I often say that the units of this country are companies, not people: that democratic power here rests a lot in the hands of organizations (and probably will until Citizens United is overturned, people find their collective strength and politics comes back from the pay-to-play that it’s become in the last decade or two). But since we’re here, I’ve started thinking about how that might itself become an advantage. We’ve already seen a hint of it with StormFront being turned away by the big hosts. What else could be done here? Where else are the levers?

One thing is that a relatively small number of people are in a position to define what’s socially acceptable: either by removing the unacceptable (e.g StormFront) or making it harder to find or easier to counter. And for me, this is not about ensuring a small group of nazis don’t coordinate and share stores: that’s going to happen anyway, whether we like it or not. It’s more about reducing their access and effect on our grandmothers, on people who might see a well-produced article or presidential statement and not realize that it doesn’t reflect reality (we can talk all we want about ‘truth’, and I have been known to do that, but some subjective assessments are just way past the bounds of uncertainty).

Removing the unacceptable is a pretty nuclear option, and one that is hard to do cleanly (although chapeau to the folks who say ‘no’). Making things harder to find and easier to counter — that should be doable. Like, tell me again how search and ranking works? Or rather, don’t (yes, I get eigenvector centrality and support, and enjoy Query Understanding) — it’s more important that people who are working on search and ranks are connected to the people working on things like algorithm ethics and classifying misinformation; people who are already wrestling with how algorithm design and page content adversely affect human populations, and the ethics of countering those effects. There’s already a lot of good work starting on countering the unacceptable (e.g. lots of interesting emergent work like counter-memes, annotation, credibility standards, removing advertising money and open source information warfare tools).
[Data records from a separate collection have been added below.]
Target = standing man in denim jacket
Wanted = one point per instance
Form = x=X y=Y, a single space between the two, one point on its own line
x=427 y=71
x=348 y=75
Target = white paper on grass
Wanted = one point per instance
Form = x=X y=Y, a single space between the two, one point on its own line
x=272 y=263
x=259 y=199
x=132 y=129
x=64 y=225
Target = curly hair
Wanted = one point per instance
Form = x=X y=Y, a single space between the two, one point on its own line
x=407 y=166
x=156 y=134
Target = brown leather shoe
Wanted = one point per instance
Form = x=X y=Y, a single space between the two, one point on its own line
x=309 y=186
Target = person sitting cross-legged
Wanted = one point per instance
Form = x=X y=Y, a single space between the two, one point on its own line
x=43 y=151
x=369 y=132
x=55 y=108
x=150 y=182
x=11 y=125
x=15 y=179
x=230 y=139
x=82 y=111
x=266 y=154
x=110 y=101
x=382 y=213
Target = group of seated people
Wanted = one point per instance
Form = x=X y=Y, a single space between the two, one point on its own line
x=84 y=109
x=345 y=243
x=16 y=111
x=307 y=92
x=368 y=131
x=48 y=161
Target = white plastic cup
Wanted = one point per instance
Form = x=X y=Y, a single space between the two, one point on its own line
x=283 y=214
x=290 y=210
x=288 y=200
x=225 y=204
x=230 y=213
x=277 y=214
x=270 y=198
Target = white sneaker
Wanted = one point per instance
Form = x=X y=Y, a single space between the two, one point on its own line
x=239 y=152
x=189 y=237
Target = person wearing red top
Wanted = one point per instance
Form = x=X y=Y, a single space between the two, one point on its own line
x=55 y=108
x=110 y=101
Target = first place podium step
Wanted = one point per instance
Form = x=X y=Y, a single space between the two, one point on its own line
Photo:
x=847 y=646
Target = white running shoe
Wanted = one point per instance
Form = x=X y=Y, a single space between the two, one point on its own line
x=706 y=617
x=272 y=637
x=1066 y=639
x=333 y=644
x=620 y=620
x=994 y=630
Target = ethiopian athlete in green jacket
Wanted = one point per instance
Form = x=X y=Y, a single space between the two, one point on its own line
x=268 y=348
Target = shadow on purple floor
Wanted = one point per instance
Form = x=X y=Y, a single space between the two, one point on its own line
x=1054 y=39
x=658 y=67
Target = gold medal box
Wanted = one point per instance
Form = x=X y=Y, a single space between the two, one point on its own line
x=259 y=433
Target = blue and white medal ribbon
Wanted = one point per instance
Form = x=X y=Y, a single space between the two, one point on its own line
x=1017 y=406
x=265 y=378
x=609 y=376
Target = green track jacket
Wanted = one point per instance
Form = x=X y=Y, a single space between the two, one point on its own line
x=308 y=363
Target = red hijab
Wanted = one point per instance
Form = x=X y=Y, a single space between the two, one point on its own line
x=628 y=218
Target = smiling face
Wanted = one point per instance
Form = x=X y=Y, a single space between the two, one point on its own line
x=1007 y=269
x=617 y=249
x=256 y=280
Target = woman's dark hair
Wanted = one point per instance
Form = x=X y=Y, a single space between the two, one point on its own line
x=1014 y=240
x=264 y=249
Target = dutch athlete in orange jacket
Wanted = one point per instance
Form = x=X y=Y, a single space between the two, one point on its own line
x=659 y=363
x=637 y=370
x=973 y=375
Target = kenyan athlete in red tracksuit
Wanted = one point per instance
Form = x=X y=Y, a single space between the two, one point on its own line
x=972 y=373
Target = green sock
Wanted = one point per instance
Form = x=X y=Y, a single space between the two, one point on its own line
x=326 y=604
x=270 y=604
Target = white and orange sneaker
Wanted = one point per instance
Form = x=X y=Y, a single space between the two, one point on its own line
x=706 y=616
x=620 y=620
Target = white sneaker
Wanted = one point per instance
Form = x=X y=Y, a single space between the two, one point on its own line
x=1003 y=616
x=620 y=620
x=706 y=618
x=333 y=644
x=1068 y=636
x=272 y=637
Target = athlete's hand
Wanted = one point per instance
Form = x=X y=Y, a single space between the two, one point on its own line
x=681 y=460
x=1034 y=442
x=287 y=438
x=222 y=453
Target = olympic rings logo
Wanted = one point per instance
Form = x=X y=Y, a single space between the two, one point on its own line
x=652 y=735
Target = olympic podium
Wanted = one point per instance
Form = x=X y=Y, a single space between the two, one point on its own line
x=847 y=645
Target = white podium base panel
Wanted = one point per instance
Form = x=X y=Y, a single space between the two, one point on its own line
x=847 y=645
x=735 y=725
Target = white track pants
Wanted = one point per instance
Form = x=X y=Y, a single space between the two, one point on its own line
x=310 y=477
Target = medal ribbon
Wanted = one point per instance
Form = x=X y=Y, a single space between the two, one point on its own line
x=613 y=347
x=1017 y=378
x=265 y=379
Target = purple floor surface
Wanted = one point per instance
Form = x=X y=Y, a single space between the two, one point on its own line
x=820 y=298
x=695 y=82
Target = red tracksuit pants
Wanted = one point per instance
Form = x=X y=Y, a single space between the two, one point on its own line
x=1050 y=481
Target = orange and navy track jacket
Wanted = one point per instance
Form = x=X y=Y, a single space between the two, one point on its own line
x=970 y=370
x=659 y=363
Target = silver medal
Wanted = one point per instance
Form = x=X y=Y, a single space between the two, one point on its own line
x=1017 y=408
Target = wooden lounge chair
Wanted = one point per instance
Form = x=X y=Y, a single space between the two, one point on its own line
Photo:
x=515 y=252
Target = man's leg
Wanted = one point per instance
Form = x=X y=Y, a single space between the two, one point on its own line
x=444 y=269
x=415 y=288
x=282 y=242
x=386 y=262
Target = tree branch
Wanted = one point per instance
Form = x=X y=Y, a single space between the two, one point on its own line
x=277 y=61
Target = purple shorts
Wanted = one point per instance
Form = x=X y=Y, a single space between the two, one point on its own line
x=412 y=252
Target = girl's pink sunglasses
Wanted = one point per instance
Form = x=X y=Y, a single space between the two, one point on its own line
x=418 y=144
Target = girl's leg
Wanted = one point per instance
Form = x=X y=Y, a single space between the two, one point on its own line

Defining and countering “unacceptable” is a subject for another note. IMHO, there’s a rot spreading in our second (online) world: it’s a system built originally on trust and a belief in its ability to connect, inform, entertain, and these good features are increasingly being used to bully, target, coerce and reflect the worst of our humanities. One solution would be to let it collapse on itself, to be an un-countered carrier for the machine and belief hacks that I wrote about earlier. Another is to draw our lines, to work out what we as technologists can and should do now. Some of those things (like adapt search) are thematically simple but potentially technically complex, but that’s never scared us before (and techies like a good chewy challenge). And personally, if things do start going Himmler, I’d rather be with Bletchley than IBM.